The ‘magnetic’ allure of gold. In large part this was why Francisco Pizarro obtained permission from the Spanish Monarchy to conquer the land they called Peru in 1529. It is an appalling story of exploitation and murder by the Europeans in South America. In a pattern to be repeated in many places and at many times, the locals thought Pizarro and his men were “gods”. Their leader, Atahualpa was uncertain: if they were murders, then he should flee; if they gods, he should welcome them. His advisers said they were men, not gods, and recommended they should be killed, trapped inside of their sleeping quarters and burnt to death. It all came to a head in November 1532,. Pizarro set up an ambush, with just 168 men Atahualpa arrived with 6,000 unarmed followers; Pizarro attacked, and the Battle of Cajamarca began with a cannon shot. The Spaniards started shooting, alongside several cavalry charges, and the result was devastating massacre. 2,000 Inca were killed, while just one Spanish soldier was wounded

Atahualpa was captured at the massacre at Cajamarca. A high status captive, his wives joined him, and the Spanish soldiers taught him chess. The Spanish, using threats to kill him, forced Atahualpa to order his generals to cease hostilities.
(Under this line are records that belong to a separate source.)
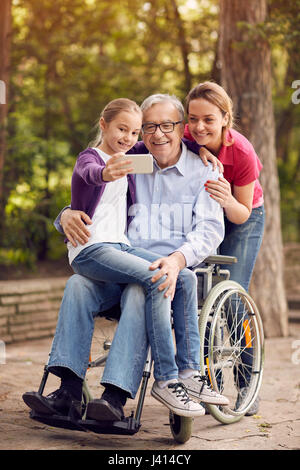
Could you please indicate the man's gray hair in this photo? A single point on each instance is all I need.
(160, 98)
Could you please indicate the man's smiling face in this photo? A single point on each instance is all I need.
(165, 147)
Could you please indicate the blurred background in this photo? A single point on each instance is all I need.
(63, 61)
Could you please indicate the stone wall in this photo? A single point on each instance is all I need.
(29, 309)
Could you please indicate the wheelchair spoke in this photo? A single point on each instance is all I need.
(232, 349)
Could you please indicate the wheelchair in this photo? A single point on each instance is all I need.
(231, 356)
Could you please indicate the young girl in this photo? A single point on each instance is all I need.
(210, 120)
(100, 184)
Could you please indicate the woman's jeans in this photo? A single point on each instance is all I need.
(145, 317)
(243, 241)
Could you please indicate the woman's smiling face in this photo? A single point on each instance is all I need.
(205, 123)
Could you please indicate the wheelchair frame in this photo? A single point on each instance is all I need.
(211, 277)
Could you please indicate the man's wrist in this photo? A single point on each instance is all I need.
(180, 258)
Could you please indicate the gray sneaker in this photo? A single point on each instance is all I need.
(253, 410)
(175, 397)
(197, 388)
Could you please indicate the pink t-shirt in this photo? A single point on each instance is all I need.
(241, 164)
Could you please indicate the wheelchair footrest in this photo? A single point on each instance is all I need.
(127, 426)
(57, 421)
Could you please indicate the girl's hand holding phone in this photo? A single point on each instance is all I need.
(116, 167)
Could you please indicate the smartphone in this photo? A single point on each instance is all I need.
(141, 163)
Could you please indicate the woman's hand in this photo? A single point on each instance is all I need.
(72, 222)
(220, 191)
(115, 168)
(206, 156)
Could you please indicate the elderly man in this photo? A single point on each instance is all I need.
(173, 217)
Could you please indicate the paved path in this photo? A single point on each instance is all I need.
(277, 426)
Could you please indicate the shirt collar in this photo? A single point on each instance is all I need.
(179, 165)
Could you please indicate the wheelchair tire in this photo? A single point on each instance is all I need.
(232, 348)
(181, 427)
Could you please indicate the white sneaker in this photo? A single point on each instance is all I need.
(175, 397)
(197, 388)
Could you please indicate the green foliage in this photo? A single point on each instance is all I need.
(70, 57)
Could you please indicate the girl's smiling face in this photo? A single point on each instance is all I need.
(205, 123)
(120, 134)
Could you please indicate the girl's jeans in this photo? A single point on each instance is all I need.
(145, 317)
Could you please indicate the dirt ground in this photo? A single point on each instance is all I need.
(277, 426)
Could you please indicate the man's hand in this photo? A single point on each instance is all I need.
(206, 156)
(72, 222)
(170, 266)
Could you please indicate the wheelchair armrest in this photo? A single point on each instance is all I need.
(220, 259)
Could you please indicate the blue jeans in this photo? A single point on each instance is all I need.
(243, 241)
(84, 298)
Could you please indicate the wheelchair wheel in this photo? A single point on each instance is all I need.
(181, 427)
(232, 348)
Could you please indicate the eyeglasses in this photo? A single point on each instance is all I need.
(165, 127)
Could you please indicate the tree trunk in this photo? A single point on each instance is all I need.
(246, 75)
(5, 39)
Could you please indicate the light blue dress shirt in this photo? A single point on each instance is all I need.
(175, 213)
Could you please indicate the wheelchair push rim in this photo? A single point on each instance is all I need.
(232, 348)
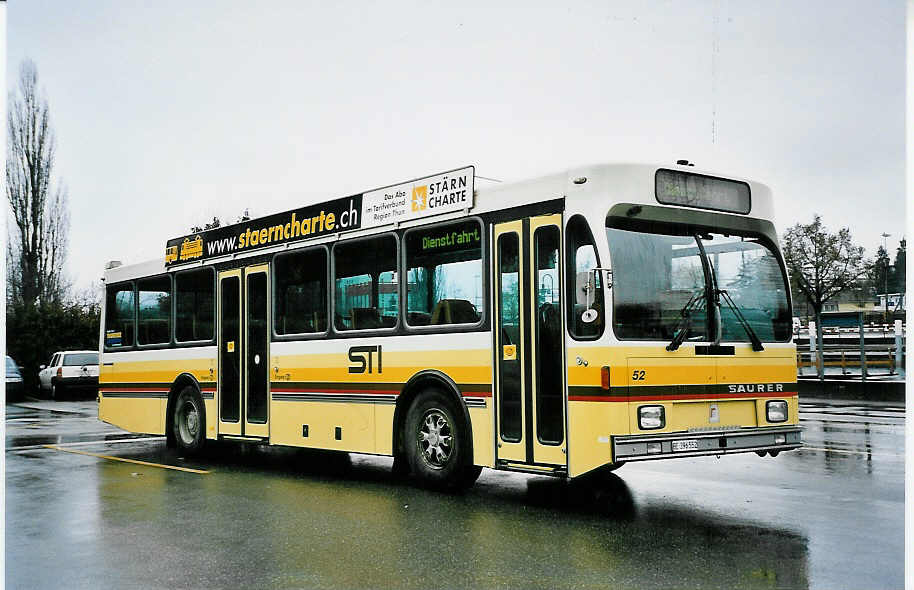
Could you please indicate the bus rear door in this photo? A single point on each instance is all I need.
(244, 355)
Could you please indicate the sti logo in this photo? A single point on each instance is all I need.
(420, 197)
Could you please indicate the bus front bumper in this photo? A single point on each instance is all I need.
(646, 447)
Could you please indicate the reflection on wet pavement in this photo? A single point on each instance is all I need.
(272, 517)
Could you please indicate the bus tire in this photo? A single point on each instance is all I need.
(189, 423)
(437, 445)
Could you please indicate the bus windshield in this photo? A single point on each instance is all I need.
(655, 275)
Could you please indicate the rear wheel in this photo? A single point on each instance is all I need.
(189, 420)
(437, 443)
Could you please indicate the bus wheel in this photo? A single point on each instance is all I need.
(435, 445)
(189, 420)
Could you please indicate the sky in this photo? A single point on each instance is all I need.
(168, 113)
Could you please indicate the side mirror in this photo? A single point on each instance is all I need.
(593, 283)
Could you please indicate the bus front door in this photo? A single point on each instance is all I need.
(244, 347)
(529, 343)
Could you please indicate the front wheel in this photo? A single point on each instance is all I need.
(189, 420)
(437, 443)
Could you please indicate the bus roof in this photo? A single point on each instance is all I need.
(590, 190)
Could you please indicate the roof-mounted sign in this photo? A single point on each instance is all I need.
(432, 195)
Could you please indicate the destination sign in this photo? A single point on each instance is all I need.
(432, 195)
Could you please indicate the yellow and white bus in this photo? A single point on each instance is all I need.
(607, 314)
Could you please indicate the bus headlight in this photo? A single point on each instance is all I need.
(651, 417)
(776, 411)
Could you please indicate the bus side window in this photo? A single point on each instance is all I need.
(444, 274)
(195, 306)
(120, 317)
(366, 289)
(582, 259)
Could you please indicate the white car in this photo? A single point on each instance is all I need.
(69, 370)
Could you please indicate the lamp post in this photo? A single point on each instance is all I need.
(885, 317)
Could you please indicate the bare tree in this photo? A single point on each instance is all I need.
(822, 265)
(38, 235)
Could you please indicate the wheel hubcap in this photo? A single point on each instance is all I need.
(435, 439)
(189, 422)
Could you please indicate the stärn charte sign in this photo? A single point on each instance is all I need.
(441, 193)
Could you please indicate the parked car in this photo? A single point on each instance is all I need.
(14, 388)
(69, 370)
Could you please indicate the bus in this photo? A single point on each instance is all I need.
(570, 323)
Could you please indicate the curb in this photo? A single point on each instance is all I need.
(877, 391)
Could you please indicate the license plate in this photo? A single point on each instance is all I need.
(685, 445)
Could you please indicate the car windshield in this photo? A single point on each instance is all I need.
(82, 358)
(655, 275)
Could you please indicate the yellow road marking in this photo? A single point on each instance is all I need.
(109, 457)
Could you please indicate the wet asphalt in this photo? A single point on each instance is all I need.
(828, 516)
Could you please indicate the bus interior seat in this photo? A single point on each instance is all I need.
(154, 331)
(454, 311)
(418, 318)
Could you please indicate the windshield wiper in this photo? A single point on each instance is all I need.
(685, 318)
(753, 337)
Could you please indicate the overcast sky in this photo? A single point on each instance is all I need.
(168, 113)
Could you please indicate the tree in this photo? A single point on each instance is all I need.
(37, 247)
(822, 265)
(880, 273)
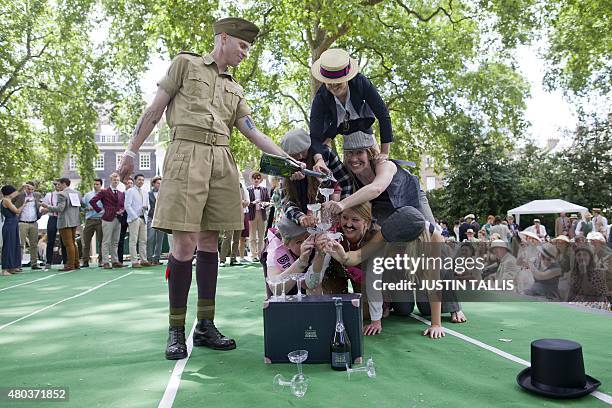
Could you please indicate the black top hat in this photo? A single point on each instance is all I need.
(557, 370)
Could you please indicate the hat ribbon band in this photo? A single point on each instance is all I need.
(556, 390)
(335, 74)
Under pressure, he offered to fill a large room with gold, the so-called ‘Ransom Room’, and promised double the amount in silver. Following the time-honoured practice of duplicity, Pizarro accepted this offer, allowed the gold to pile up, but had no intention to release Atahualpa. Over six months all the gold and silver had been delivered. Ignoring the craftmanship, it was melted, refined, and made into bars. The looting continued. Gold and silver was seized from temples, and later when Pizzaro was in Cuzco, he collected gold plates from the Temple of the Sun.
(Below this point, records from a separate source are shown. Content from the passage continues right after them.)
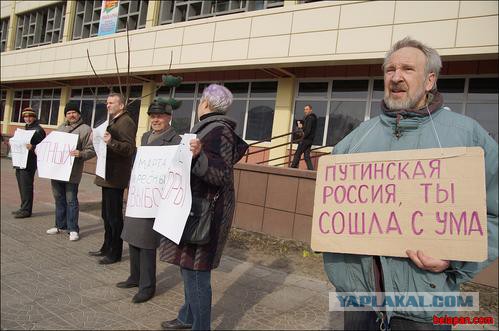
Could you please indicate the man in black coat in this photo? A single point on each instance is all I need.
(309, 128)
(25, 177)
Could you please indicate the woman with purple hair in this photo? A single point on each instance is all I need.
(215, 152)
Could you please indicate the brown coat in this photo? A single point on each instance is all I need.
(120, 151)
(138, 231)
(211, 171)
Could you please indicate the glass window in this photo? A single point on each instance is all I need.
(313, 89)
(260, 119)
(344, 116)
(347, 89)
(41, 26)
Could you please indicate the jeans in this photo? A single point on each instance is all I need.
(197, 291)
(303, 148)
(112, 214)
(368, 320)
(67, 207)
(25, 179)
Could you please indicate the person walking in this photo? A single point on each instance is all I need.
(120, 140)
(309, 127)
(26, 177)
(138, 232)
(214, 155)
(67, 208)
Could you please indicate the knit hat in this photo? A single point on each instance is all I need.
(157, 107)
(72, 105)
(28, 112)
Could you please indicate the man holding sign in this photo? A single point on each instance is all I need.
(25, 177)
(120, 140)
(413, 118)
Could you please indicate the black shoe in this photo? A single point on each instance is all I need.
(22, 214)
(106, 260)
(96, 253)
(175, 325)
(127, 284)
(142, 297)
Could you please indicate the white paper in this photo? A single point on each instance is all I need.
(100, 149)
(174, 209)
(18, 149)
(53, 159)
(150, 174)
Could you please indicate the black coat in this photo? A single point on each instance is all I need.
(138, 231)
(38, 136)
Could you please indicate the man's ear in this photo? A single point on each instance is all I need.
(430, 81)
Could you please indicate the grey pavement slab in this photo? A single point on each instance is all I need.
(49, 282)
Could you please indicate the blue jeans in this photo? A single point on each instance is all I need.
(197, 291)
(66, 205)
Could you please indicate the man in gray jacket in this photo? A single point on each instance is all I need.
(66, 193)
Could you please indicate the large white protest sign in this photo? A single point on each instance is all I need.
(100, 148)
(53, 159)
(18, 150)
(149, 179)
(174, 209)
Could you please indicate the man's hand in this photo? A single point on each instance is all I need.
(107, 137)
(195, 146)
(75, 153)
(427, 262)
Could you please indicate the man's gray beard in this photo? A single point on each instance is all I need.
(408, 103)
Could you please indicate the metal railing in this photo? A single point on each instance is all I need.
(289, 156)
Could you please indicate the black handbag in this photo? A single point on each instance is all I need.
(198, 225)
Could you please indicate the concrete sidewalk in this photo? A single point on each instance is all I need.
(48, 282)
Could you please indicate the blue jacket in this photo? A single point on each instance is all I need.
(354, 273)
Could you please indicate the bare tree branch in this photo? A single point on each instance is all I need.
(92, 66)
(117, 69)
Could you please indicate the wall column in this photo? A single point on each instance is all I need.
(282, 118)
(11, 34)
(7, 112)
(143, 125)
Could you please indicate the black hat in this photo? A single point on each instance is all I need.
(72, 105)
(157, 107)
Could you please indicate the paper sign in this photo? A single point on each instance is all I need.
(18, 150)
(108, 17)
(384, 203)
(174, 209)
(100, 148)
(148, 182)
(53, 159)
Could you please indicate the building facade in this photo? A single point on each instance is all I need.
(275, 56)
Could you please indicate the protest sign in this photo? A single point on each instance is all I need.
(53, 159)
(174, 209)
(100, 148)
(384, 203)
(148, 182)
(18, 150)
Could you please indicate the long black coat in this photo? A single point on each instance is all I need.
(120, 152)
(138, 231)
(211, 171)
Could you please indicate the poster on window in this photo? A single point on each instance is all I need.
(149, 180)
(108, 17)
(53, 159)
(100, 148)
(175, 207)
(18, 150)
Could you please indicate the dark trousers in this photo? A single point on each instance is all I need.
(368, 320)
(112, 214)
(143, 268)
(197, 291)
(25, 179)
(303, 148)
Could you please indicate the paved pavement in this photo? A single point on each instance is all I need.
(48, 282)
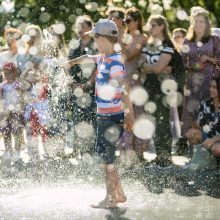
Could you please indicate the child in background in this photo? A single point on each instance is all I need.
(36, 111)
(11, 111)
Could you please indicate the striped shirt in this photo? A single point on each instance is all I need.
(110, 70)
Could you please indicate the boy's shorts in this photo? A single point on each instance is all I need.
(109, 130)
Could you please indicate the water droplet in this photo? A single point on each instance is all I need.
(138, 96)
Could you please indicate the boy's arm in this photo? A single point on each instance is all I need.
(79, 60)
(127, 105)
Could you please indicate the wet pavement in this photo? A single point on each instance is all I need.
(61, 190)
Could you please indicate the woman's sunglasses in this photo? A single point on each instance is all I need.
(128, 21)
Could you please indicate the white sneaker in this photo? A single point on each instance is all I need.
(16, 156)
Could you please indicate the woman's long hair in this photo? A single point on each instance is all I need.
(161, 20)
(191, 35)
(137, 16)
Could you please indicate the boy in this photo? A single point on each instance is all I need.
(110, 81)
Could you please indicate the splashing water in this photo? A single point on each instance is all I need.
(144, 127)
(138, 96)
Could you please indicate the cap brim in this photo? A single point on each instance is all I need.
(90, 33)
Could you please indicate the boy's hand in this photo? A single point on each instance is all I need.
(208, 143)
(129, 122)
(66, 65)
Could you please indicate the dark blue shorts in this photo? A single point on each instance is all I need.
(109, 130)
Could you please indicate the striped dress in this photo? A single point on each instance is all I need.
(198, 77)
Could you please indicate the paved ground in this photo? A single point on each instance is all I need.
(64, 189)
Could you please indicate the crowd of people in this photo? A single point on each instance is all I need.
(170, 74)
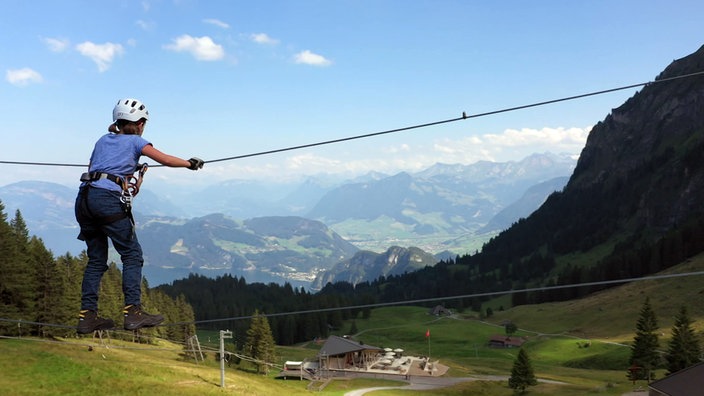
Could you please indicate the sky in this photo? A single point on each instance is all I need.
(225, 79)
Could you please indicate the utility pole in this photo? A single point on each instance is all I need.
(223, 334)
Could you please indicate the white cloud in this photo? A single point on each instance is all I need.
(263, 38)
(56, 45)
(23, 77)
(309, 58)
(202, 48)
(512, 144)
(102, 54)
(216, 22)
(145, 25)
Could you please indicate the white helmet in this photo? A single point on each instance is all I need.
(130, 110)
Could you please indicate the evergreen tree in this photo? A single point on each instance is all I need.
(16, 283)
(683, 349)
(260, 342)
(50, 306)
(644, 354)
(522, 374)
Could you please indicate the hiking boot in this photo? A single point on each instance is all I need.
(135, 318)
(89, 321)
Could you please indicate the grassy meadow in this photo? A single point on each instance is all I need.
(577, 347)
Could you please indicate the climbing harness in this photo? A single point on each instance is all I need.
(130, 188)
(130, 185)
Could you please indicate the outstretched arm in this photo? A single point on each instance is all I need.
(163, 158)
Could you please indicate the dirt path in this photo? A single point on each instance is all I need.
(424, 383)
That left the decision as to what to do with Atahualpa. Told of secret plots and planned attacks, the Spanish tried to find out what was happening. Pizarro was against killing him, but the other Spaniards wanted his death. Those against Atahualpa’s conviction and murder argued that he should be judged by King Charles since he was the sovereign prince. Atahualpa agreed to accept baptism to avoid being burned at the stake and in the hopes of one day rejoining his army and killing the Spanish; he was baptized as Francisco. It made no difference. In August 1533 Atahualpa was garroted and died a Christian, buried with Christian rites in the San Francisco church in Cajamarca. His body was quickly disinterred and taken, probably as he had requested, to its final resting place in Quito. The Spaniards didn’t care: they had the gold.
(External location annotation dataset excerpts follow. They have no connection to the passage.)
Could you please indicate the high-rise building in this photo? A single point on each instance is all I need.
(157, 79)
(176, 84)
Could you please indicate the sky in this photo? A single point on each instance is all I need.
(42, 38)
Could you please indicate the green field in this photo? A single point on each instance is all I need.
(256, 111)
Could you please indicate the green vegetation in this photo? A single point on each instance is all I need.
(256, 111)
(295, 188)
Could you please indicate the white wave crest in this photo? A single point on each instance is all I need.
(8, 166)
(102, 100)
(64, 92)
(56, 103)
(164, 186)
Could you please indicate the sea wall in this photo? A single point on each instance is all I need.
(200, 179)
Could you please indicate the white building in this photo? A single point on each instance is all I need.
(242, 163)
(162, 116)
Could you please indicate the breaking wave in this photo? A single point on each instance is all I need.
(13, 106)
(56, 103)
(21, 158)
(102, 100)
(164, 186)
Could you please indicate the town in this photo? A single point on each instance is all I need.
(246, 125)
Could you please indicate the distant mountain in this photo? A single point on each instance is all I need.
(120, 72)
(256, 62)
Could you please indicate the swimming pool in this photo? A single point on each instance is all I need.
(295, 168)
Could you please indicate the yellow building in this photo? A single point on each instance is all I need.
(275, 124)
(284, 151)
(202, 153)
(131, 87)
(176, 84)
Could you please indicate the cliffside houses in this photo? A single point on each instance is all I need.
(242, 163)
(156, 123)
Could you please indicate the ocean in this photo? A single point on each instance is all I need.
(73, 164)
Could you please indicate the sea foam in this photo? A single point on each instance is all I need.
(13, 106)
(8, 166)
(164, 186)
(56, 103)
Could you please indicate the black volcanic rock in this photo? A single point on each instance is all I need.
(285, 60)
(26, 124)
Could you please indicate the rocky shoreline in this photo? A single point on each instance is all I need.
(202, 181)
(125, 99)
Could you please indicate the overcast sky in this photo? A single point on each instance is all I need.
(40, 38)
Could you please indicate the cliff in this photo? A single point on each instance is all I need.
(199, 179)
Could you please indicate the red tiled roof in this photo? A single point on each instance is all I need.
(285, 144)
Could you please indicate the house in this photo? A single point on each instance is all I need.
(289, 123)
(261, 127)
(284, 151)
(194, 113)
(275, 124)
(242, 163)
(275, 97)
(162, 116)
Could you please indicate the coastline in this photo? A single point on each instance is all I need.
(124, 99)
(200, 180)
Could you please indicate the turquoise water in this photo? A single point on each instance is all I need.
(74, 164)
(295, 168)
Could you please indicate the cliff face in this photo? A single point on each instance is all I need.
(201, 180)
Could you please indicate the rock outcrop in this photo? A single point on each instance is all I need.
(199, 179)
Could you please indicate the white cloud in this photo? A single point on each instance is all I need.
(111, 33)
Rebellions and savage conquests continued, and the Inca empire was completed destroyed in forty years. Many later attempts to restore the empire were attempted, none were successful. The Spanish conquest was achieved through relentless force, deception, all aided by smallpox! The Spaniards destroyed much of Incan civilisation, melting precious gold and silver objects, while imposing Spanish culture on the native population. There’s much more to this terrible history, but the overall story is clear. Men will lie, murder, and deceive anyone and everyone on their way to gain gold, on the small scale in Bendigo, and at a national level in South America.

The fascination with gold has never disappeared. What is it about this largely inert, soft yellow metal that creates such violent emotions? Bob Marley’s words are surely right: “don’t gain the world and lose your soul; wisdom is better than silver and gold”.